FC1095 The Bear Tamer

In this story from 1959 Little Helper invents a powerful bear repellent in order to subdue a ferocious bear that almost finishes off Gyro Gearloose and Gladstone Gander. In the above panel Barks shows part of a chemistry formula that, apparently, was a classified military secret in the USA:
I just stole that out of the Encyclopedia Britannica. It was a big article on chemistry with all different chemical formulas, and it was written in this gibberish - CO H and so on - and I just looked at a whole string of those things and looked at about the middle of that. And I thought, well, maybe it's harmless enough if I just take these bunch of chemicals and sort of jumble them up and stick them on a piece of paper.

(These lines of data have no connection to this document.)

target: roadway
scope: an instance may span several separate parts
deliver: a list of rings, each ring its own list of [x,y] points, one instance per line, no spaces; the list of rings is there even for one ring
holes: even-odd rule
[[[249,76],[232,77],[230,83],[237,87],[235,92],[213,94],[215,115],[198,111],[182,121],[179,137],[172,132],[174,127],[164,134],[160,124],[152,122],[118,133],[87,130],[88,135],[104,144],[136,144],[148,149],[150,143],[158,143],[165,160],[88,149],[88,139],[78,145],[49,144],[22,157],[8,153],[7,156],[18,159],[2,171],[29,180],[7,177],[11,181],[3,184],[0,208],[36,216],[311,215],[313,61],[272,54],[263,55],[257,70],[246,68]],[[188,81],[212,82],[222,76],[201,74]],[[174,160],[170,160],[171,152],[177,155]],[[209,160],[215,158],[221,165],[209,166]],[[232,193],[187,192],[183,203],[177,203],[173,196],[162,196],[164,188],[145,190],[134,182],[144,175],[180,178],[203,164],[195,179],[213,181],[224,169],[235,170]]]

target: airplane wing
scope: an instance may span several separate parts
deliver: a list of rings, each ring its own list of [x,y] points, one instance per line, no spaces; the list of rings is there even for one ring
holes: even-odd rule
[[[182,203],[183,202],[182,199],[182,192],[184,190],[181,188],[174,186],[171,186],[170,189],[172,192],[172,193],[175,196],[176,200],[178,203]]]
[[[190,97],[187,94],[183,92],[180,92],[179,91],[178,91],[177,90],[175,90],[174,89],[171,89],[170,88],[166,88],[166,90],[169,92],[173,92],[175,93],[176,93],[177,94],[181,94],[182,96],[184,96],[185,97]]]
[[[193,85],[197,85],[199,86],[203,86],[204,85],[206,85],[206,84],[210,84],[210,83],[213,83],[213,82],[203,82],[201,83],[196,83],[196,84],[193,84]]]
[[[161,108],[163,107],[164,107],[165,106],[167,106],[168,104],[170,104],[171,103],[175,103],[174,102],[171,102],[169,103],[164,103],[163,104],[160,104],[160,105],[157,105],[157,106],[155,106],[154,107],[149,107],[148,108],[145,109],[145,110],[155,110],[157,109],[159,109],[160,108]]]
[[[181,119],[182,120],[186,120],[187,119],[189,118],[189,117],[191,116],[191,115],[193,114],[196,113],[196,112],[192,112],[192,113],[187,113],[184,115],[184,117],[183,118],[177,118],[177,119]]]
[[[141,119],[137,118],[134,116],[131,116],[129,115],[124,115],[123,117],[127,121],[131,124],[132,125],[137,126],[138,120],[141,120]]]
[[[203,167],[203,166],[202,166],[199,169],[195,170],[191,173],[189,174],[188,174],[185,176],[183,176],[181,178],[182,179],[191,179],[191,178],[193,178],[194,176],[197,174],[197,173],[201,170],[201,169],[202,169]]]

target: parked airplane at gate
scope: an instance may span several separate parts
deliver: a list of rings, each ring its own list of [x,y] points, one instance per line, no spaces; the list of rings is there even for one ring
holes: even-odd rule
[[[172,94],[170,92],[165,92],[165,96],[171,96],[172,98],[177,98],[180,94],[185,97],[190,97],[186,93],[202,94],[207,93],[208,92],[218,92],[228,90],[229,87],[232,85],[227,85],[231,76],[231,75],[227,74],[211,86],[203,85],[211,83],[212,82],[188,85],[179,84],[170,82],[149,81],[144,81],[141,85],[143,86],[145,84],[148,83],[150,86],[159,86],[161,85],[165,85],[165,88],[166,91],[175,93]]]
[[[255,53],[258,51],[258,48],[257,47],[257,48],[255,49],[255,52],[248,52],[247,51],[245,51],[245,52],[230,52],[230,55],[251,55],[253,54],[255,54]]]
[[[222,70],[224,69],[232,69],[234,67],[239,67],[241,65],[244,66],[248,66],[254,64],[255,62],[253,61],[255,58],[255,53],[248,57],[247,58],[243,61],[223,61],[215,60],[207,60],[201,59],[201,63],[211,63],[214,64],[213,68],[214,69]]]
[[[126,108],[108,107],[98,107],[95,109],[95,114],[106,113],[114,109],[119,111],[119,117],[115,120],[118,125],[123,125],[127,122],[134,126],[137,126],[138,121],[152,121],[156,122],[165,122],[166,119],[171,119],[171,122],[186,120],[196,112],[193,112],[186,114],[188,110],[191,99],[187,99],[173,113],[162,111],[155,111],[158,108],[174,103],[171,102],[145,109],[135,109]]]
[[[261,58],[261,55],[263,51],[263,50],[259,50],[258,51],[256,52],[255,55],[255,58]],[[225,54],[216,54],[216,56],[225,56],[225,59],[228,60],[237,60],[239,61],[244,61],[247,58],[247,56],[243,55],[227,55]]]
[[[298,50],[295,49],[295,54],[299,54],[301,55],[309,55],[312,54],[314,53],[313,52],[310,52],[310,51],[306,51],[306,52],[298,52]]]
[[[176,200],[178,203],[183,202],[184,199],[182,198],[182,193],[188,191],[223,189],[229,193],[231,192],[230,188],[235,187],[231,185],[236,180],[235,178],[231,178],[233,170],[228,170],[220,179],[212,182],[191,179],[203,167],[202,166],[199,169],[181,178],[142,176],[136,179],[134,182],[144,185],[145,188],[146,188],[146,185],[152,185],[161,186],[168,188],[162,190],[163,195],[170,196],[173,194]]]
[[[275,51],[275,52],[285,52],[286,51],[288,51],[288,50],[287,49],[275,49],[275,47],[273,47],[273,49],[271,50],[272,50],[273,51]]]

Well, that is what I did, and it turned out that it was a powerful chemical formula.
Indeed it was! Inadvertently Barks had come across a small part of a formula that was considered a top military secret of the USA at the time! Just this once Barks seems to have surpassed the skills of none less than Gyro Gearloose...

Now then...

If there are any chemistry interested readers out there, this website would very much appreciate any scrap of real and serious information that can be extracted from Barks' and Little Helper's 'formula', thus shedding some light over the enigmatic and puzzling mystery:

[ BA(OH)2  JCN3  SO ]

Barium hydroxide is the chemical compound with the formula Ba(OH)2. Also known as baryta, or baryta-water, it is one of the principal compounds of barium. Neither the next two groups nor the whole formula as such have been identified by this website.